Concentration des glaces de l'Arctique au 18 avril 2019 et rapport à la moyenne 1981-2010 - NSIDC

 

La quantité de glace sur cette mer, située entre l'Alaska et la Russie orientale, s'en trouve très diminuée pour ne pas dire carrément absente : à peine plus de 200 000km2 de glace y sont observés, soit 3 fois moins que la normale !

Etendue moyenne des glaces de la mer de Béring (en million de km2) sur la période février-mars depuis 1850 - Zachary Labe

 

Images satellite au dessus de la mer de Béring - comparaison entre le 11 avril 2012 et le 5 avril 2019 - Satellite Terra / NOAA

 

Alors pourquoi une telle fonte en ce début de printemps ? Il faut tout simplement regarder au niveau des températures relevées ces dernières semaines. Sur les 30 derniers jours, les plus fortes anomalies douces de la planète se regroupent sur la totalité de la zone Arctique, dépassant par endroit les +6 à +8°C au dessus de la moyenne.

Anomalie de température (en °C) entre le 19 mars et le 17 avril 2019 - ESRL / NOAA

 

Ce sont ces températures qui expliquent également l'absence de glace en mer de Béring. L'Alaska observe des valeurs incroyablement douces et ceci sur une durée exceptionnellement longue (souvent plus de 8 voire 10°C au dessus des normes). Le mois de mars écoulé est par ailleurs devenu le plus doux de l'histoire sur cet Etat, approchant les +9°C d'anomalie mensuelle (!!), et explosant l'ancien record de mars 1965.

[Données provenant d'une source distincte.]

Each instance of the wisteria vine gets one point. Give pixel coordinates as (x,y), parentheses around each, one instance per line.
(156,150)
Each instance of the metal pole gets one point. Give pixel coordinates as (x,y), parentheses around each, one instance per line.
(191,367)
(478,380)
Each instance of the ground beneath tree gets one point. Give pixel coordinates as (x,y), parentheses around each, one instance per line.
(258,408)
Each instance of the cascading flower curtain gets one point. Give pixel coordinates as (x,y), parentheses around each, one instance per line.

A titre de comparaison, une telle anomalie signifiait une température moyenne l'après-midi de 21°C à Paris durant le mois de mars !

Anomalie moyenne de température en Alaska (en °C) du 14 octobre 2018 au 11 avril 2019 (et lissage sur 30 jours) - ACCAP

 

Note importante : la notion de « superficie » des glaces correspond aux zones où l'océan est glacé à 15% minimum.